Active characters again
A while ago I wrote about avoiding active characters. There was a question on the LaTeX3 mailing list recently, where this came up again. So I thought I’d talk about it again here.
ε-TeX provides the primitive \scantokens, which can be used to re-assign the category codes of (most) input. This can be used to make some tokens in the input active, and then swap them for something else. For example:
\begingroup
\catcode`\:=13\relax
\gdef\example#1{%
\begingroup
\catcode`\:=13\relax
\def:{[colon]}%
\xdef\temp{\scantokens{#1}}%
\endgroup
\temp
}
This will replace every “:” in #1 with “[colon]”. As this is done by the engine, it is pretty fast. With the characters only made active locally, it also looks safe. However, I’ve found that this does not necessarily follow. For example, in siunitx (version 1), there is a problem using htlatex under some circumstances because both want to make ^ active in this way. The other problem is that making characters active in this way makes it impossible to “protect” them from replacement.

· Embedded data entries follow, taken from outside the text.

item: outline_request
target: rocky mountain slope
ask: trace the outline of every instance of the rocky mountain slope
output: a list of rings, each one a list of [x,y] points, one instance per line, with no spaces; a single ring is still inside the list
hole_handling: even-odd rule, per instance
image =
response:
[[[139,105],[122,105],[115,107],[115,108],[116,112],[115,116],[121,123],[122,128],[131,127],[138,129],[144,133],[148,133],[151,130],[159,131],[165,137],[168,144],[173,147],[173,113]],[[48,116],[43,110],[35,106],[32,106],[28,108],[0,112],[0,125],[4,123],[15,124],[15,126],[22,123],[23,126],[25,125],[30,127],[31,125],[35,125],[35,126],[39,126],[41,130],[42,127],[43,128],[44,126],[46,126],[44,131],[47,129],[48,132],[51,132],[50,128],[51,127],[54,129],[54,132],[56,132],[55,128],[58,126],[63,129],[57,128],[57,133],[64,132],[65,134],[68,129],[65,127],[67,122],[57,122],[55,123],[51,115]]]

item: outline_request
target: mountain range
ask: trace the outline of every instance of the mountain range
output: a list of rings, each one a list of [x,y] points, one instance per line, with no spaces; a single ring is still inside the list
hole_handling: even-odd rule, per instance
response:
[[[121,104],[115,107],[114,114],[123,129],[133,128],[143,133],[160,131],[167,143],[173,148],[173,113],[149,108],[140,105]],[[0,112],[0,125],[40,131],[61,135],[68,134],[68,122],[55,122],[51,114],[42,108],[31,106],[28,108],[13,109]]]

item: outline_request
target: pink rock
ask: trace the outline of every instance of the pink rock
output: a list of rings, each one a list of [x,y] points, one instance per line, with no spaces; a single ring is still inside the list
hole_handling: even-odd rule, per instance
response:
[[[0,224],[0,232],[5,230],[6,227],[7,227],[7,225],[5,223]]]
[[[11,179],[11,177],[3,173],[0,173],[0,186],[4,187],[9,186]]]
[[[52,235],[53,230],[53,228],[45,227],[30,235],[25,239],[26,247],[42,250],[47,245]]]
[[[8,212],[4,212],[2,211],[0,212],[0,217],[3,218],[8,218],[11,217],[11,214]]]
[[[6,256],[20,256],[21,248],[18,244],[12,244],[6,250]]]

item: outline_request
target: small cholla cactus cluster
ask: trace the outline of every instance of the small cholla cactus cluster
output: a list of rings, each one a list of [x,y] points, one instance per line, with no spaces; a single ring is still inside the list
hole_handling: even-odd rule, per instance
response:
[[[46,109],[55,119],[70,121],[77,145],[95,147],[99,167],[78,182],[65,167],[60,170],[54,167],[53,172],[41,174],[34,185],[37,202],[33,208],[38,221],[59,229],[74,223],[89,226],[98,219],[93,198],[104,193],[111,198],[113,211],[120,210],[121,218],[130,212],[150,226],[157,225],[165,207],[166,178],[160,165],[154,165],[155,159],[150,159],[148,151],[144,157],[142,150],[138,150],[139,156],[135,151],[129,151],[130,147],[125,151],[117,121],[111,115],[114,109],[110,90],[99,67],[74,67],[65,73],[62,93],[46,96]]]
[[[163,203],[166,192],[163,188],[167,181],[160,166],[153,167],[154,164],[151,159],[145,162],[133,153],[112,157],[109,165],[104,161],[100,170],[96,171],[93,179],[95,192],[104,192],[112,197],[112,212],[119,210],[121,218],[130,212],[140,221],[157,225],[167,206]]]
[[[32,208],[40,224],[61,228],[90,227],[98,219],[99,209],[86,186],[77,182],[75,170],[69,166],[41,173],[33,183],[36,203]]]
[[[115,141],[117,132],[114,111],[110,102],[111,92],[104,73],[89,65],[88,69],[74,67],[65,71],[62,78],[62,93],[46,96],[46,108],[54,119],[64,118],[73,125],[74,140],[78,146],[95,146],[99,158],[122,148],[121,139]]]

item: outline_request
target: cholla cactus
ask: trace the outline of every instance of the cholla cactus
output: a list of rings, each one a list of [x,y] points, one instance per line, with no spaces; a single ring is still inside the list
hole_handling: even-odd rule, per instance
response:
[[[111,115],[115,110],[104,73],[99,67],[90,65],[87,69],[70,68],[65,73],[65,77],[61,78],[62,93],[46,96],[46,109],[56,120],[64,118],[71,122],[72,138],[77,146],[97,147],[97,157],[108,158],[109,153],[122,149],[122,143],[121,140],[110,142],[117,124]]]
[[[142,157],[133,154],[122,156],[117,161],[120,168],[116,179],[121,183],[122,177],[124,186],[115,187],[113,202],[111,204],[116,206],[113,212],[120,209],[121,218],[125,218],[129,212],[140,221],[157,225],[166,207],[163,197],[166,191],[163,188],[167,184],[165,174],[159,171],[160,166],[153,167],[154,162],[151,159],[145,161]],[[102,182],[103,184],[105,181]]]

The alternative is to look through the input for each “:” and replace it one at a time: this is done in LaTeX3 using \tl_replace_all_in:Nnn. At first sight, this does not look desirable as it is never going to be as fast as using TeX primitives. However, if the code is well written (and \tl_replace_all_in:Nnn certainly is), then there is no need to loop over every token to do the replacement. Whatever code is used for the replacement, the key advantage is that there is no chance of a clash with different packages doing the same thing. It also leaves open the possibility of protecting some tokens from being changed. So I’d always favour avoiding active characters, if at all possible.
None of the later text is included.